I take the weather as it comes but never get wishfully optimistic.  I aim for rain or snow for most outings or special occasions and then work from there.  The result is that I’m usually pleasantly surprised whilst everyone else is disappointed.  Sunshine for an August wedding?  You better start wishing for snow at least then anything would be an improvement.

It always rains heaviest under the trees.  Sometimes it seems as though it is still raining under the trees even though it has dried up on the rest of the street so you either get caught, surprised, by the sudden drips that splash down on your head or you look a right numpty still clinging to your umbrella.

It was a particularly miserable day the other morning when I was walking into town.  Never mind the lashings of rain, it was wet everywhere; it was creeping up my trouser legs, it was sneaking under the rim of my umbrella, it was splashing down my hand holding the umbrella.  And yes, I had decided that I needed to go the one and a half miles into town in such weather.  Of course.  It always makes sense.

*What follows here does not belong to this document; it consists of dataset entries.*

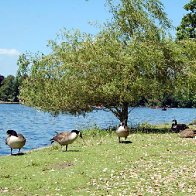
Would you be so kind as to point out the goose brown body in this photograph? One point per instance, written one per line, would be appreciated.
(178, 127)
(122, 131)
(188, 133)
(65, 138)
(15, 140)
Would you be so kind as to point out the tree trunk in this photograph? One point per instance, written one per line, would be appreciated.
(123, 115)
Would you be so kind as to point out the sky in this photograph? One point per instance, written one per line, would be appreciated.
(27, 25)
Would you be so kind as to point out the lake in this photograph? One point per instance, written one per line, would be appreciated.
(38, 127)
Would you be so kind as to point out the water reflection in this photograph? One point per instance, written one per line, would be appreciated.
(38, 127)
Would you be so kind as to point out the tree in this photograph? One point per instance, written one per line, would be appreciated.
(8, 89)
(114, 68)
(187, 28)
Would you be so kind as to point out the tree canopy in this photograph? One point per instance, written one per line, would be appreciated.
(129, 60)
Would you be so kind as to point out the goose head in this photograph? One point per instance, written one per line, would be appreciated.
(12, 133)
(77, 132)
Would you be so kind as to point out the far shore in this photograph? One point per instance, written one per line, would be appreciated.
(7, 102)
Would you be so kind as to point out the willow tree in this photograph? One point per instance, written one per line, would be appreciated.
(127, 60)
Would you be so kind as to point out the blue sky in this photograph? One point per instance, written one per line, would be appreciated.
(27, 25)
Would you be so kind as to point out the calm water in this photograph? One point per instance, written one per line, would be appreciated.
(38, 127)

You know how a sound, a smell can take you straight back to something, somewhere?  I was walking along under the trees when this especially vicious drop plopped down on the black taut fabric of the umbrella with a crack like a shot.  It startled me.  Then the very next second a car came around the corner and drove up the road with its trailer bumping along the uneven rough road, it sounded just like the rumble of heavy artillery.

And it took me back.

Many years ago I was visiting my grandmother in the winter, it was a dark evening and I wasn’t yet even in my teens, when an artillery practice started.  Oh my goodness!  It was absolutely terrifying.  The house was shaking.  The windows and doors were jangling in their frames.  We had been sat in her conservatory but we got out of that very sharpish and went to sit elsewhere.  The glass panes were shaking above our heads.  It felt like it went on for hours.  You just stopped what you were doing and waited for it to stop, hoping that that would be very soon.

It was unbelievably frightening and yet this was not a war, those were not ‘enemy’ troops, it was just a practice session.  We were not in any immediate danger despite appearances to the contrary.

This occured at about the same time that there was a war in the Balkans.  We had just heard of people’s experiences of it, of families hunkering down in cellars for some protection and being shelled at from a distance of one mile or so.  The practice session was taking place forty miles away.  I had those people in my mind that evening and it added tremendous depth of understanding to their account.

I brought this story to mind with a drop of rain, I lived through nothing as traumatic as they must have.  I wonder how they’re still affected by their experiences, whether they’ve ever shaken free from that terror.

It also brings home another powerful lesson: fear is always relative.  Fear is a personal concept, it is one of our own understanding or sometimes our lack of understanding.